Aim: Pyogenic liver abscesses result in substantial morbidity and mortality. Antimicrobial regimens using sequential intravenous/oral therapy may reduce the length of hospital stay. In this retrospective analysis, the efficacy of continuous intravenous antibiotic therapy (group I) vs. sequential intravenous/oral antibiotic therapy (group II) was studied in patients with pyogenic liver abscess.
Methods: One hundred and twelve consecutive patients (55 in group I and 57 in group II) with pyogenic liver abscess were analysed. Clinical response, length of hospital stay and relapse rates were examined.

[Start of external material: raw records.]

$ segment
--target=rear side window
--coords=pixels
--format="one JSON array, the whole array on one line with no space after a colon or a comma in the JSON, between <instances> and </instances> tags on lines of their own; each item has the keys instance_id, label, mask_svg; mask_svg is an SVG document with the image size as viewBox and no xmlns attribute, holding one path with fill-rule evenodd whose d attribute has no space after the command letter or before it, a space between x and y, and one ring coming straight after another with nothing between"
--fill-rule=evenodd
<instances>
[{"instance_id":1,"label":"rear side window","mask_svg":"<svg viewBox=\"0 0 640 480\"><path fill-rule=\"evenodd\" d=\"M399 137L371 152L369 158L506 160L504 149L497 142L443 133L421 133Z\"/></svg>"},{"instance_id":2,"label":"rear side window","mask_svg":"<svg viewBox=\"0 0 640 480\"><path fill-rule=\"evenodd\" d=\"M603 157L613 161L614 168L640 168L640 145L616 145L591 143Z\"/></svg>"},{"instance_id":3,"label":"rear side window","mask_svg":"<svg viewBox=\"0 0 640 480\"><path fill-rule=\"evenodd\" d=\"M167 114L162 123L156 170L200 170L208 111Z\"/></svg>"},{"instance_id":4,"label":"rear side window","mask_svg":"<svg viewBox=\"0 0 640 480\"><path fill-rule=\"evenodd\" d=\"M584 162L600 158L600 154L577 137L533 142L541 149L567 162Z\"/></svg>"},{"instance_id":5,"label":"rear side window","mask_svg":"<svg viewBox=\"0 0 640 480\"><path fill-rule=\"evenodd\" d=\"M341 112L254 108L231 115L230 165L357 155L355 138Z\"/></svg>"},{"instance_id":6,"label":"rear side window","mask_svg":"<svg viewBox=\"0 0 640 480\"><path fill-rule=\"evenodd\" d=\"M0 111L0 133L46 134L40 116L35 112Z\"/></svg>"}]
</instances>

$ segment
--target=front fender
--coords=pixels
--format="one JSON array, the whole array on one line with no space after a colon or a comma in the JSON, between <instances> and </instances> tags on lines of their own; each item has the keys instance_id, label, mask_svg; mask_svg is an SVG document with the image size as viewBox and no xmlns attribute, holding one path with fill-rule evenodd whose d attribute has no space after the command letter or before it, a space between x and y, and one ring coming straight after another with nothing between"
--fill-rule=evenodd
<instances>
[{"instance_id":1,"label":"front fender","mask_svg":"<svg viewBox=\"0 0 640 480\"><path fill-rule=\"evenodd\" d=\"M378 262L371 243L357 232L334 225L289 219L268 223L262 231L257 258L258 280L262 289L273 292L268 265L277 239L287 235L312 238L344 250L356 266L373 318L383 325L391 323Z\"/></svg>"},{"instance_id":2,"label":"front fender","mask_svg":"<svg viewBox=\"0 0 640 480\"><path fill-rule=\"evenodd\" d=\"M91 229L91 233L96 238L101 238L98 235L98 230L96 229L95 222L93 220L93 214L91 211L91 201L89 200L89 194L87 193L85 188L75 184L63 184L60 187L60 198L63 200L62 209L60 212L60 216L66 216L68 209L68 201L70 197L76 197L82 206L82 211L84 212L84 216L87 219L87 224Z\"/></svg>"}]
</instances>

Results: Group II had a significantly shorter duration of intravenous antibiotic treatment (3.2 weeks vs. 5.9 weeks, P < 0.01) and a shorter length of hospital stay (28 days vs. 42 days, P < 0.01) when compared to group I. Oral antibiotics were prescribed for a median duration of 2.9 weeks in group II after discharge. No relapse occurred within 6 weeks after the completion of treatment in both groups. The cost of therapy was significantly lower in group II than in group I by 33%.
Conclusions: A sequential intravenous/oral antibiotic regime is a safe and effective treatment for pyogenic liver abscess. This reduces the cost of therapy and the length of hospital stay.